Key Concepts: The Language of Language Learning
Understanding the terminology and concepts used in linguistics and language education can significantly enhance your journey to becoming a polyglot. This knowledge base provides precise definitions of key terms, explores fundamental linguistic concepts, and explains the frameworks used to describe language proficiency. Whether you're a beginner seeking to understand the landscape of language learning or an advanced learner looking to deepen your theoretical knowledge, this glossary and conceptual overview will serve as a valuable reference.
Language Proficiency Scales
Measuring language proficiency requires standardized frameworks that describe what learners can do at different levels of competence. Several major scales exist, with the Common European Framework of Reference for Languages (CEFR) being the most widely used internationally.
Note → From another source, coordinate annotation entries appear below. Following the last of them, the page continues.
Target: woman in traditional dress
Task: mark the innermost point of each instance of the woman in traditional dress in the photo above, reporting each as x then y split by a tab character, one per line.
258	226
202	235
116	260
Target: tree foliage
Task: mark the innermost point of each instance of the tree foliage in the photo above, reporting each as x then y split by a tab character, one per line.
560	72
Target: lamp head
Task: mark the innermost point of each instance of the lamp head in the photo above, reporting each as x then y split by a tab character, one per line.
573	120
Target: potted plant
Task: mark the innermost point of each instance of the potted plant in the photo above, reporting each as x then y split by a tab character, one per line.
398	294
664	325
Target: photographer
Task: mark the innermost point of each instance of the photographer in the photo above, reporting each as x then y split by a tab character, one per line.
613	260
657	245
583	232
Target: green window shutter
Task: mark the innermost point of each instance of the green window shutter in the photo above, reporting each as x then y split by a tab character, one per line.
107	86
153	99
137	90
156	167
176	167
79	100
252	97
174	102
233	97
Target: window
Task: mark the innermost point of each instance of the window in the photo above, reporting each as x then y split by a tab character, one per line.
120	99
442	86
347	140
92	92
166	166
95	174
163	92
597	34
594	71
Common European Framework of Reference (CEFR)
The CEFR, developed by the Council of Europe between 1989 and 1996, divides language proficiency into six levels organized into three broad categories: Basic User (A1 and A2), Independent User (B1 and B2), and Proficient User (C1 and C2).
A1 (Beginner): Can understand and use familiar everyday expressions and very basic phrases. Can introduce themselves and others and ask and answer simple questions about personal details. Can interact in a simple way provided the other person talks slowly and clearly.
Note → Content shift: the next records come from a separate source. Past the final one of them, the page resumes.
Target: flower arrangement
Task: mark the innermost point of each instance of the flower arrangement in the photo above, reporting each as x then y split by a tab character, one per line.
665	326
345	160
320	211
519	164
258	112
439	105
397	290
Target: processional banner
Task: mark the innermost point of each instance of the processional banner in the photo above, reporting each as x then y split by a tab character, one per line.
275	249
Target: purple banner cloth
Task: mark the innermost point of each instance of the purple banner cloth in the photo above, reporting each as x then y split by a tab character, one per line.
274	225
A2 (Elementary): Can understand sentences and frequently used expressions related to areas of immediate relevance (personal and family information, shopping, local geography, employment). Can communicate in simple and routine tasks requiring direct exchange of information on familiar matters.
B1 (Intermediate): Can understand the main points of clear standard input on familiar matters regularly encountered in work, school, leisure, etc. Can deal with most situations likely to arise while traveling. Can produce simple connected text on familiar topics. Can describe experiences, events, dreams, hopes, and ambitions and briefly give reasons and explanations for opinions and plans.
B2 (Upper Intermediate): Can understand the main ideas of complex text on both concrete and abstract topics, including technical discussions in their field of specialization. Can interact with a degree of fluency and spontaneity that makes regular interaction with native speakers quite possible. Can produce clear, detailed text on a wide range of subjects and explain a viewpoint on a topical issue.
C1 (Advanced): Can understand a wide range of demanding, longer texts and recognize implicit meaning. Can express ideas fluently and spontaneously without much obvious searching for expressions. Can use language flexibly and effectively for social, academic, and professional purposes. Can produce clear, well-structured, detailed text on complex subjects.
C2 (Mastery): Can understand with ease virtually everything heard or read. Can summarize information from different spoken and written sources, reconstructing arguments and accounts in a coherent presentation. Can express themselves spontaneously, very fluently and precisely, differentiating finer shades of meaning even in more complex situations.
Other Proficiency Scales
The American Council on the Teaching of Foreign Languages (ACTFL) has developed its own proficiency guidelines, which include levels such as Novice (Low, Mid, High), Intermediate (Low, Mid, High), Advanced (Low, Mid, High), Superior, and Distinguished. These guidelines focus on functional language ability—what learners can actually do with the language—rather than discrete points of grammar or vocabulary.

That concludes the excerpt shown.